If the book has any weakness, and it is a small one indeed, I am not a fan of the two column layout of its pages, especially when read as an eBook.    


This book is highly recommended for those who want (and need) to understand how and why knowledge management is integral to an organisation’s success and what a commitment to KM requires.  Readers at all levels, including non-IS/KM managers, will certainly benefit from the practical, pragmatic, and highly adaptable guidance the authors provide.  This is more than a one-time read.  It is the kind of book we keep on the shelf next to our desk that is reserved for the sources we refer to often.

LIS and business students will find this book of great benefit.  The nitty-gritty varied insider experiences, supplemented by extensive and up-to-date literature reviews, are not typically part of the standard MLS or business curriculum. Regardless of the type of setting in which the student hopes to work, understanding the realities and value of knowledge management and how it could contribute to the mission of a prospective employer will significantly enhance their skill set.

You may not qualify as a KM expert by the time you finish this read, but you will have become someone who can intelligently discuss, participate in, contribute to, and even lead the evaluation and planning of knowledge management policies and activities.  You will also thoroughly understand the challenges involved and the breadth and depth of your own and the organisation’s commitment required to be successful. 
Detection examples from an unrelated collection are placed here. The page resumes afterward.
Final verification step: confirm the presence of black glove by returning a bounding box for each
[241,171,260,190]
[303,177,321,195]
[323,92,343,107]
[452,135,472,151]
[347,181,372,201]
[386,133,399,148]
In the Postscript and Summary, the authors and a range of leaders in the IS/KM field share what they believe are the most important soft as well as hard skills one needs to be successful at KM and why a holistic approach is key.  This plain talk and pragmatic advice sums up the greatest strength of this book; the sharing of hands on experience by those who have been in the trenches, reinforced by a thorough knowledge of the literature.  The road map could not be more succinctly laid out; now it is up to the reader to make the journey their own.

Knowledge Management practice in organisations: the view from inside by Ulla de Stricker et al is published by IGI Global.

Dr. Toby Pearlstein is retired Global Director, Information Services, Bain & Company, Inc. a strategic management consulting firm and co-author with Jim Matarazzo of Special Libraries: A Survival Guide (Libraries Unlimited, April 2013).   Her expertise is in the area of globalisation of corporate information services and vendor portfolio management.  She has served as Chair of the Special Libraries Association (SLA) Business & Finance Division and the Transportation Division, as well as holding various other positions on SLA Committees.  She has published articles in Online Searcher Magazine, Library Journal, Information Outlook, and Portal among others.  She holds a doctorate from Simmons College Graduate School of Library and Information Science and is an SLA Fellow and an inductee into the SLA Hall of Fame.